I wanted to try these hot dogs at their purest level of enjoyment (I use this word loosely) and took a bite into one of them sans bun or condiments. Interestingly enough, the Gatorade only colored the surface of the dog, and the Fierce Grape flavor was subtle. But it was there all right, though it was very faint. The meaty savoriness of the all-beef hot dog did the heavy lifting, and for something this strange-looking, it didn't taste as atrocious as it appeared.
I did, of course, have to try a Gatorade hot dog with some condiments on it, so I squiggled some mustard and Chicago's #1 hot dog enemy, ketchup, on top. The fake grape aroma still wafted from the hot dog somewhat, and I could still slightly detect it at the end of some bites, but the most offensive part about this whole thing was how it looked. If Heinz still sold that bizarro purple ketchup, this thing would have been even more visually magnificent.
The raw soak test
There was one last detail that I felt like I might have missed, so I revisited the preparation of the hot dogs. As I mentioned earlier, though Juliette did show her hot dogs on the stove, her verbal direction was to "soak" them. I'd gone a step further by simmering them, not soaking them. I thought for one last try, I'd soak another batch of hot dogs on the counter for 15 minutes at room temperature. After 15 minutes, I pulled one out and bit into it (hot dogs are pre-cooked, but please do not try this at home). This time the grape flavor was a bit more prominent, but only because the Gatorade was clinging to the surface of the wet dog. Otherwise, aside from sort of a chlorinated look, it was just a regular hot dog.

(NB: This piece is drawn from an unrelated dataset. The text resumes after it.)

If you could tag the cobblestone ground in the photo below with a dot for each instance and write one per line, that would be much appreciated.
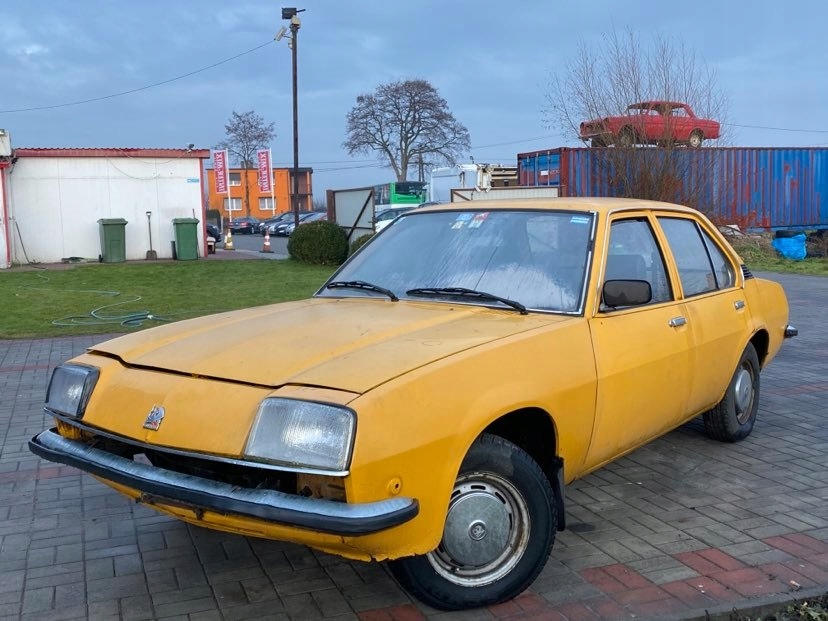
(678, 527)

I did have a revelation from all this. There's a time and place for colorful hot dogs, but only for a specific crowd: children. Some kids flock to strange-looking food — imagine an orange hot dog for Halloween, or heck, even this weird blue hot dog for the Fourth of July. So does this Ragebite concept work? Absolutely. Is it horrifying? Totally. But in the scheme of things, Gatorade hot dogs aren't the worst thing I've ever tried — they just look like it.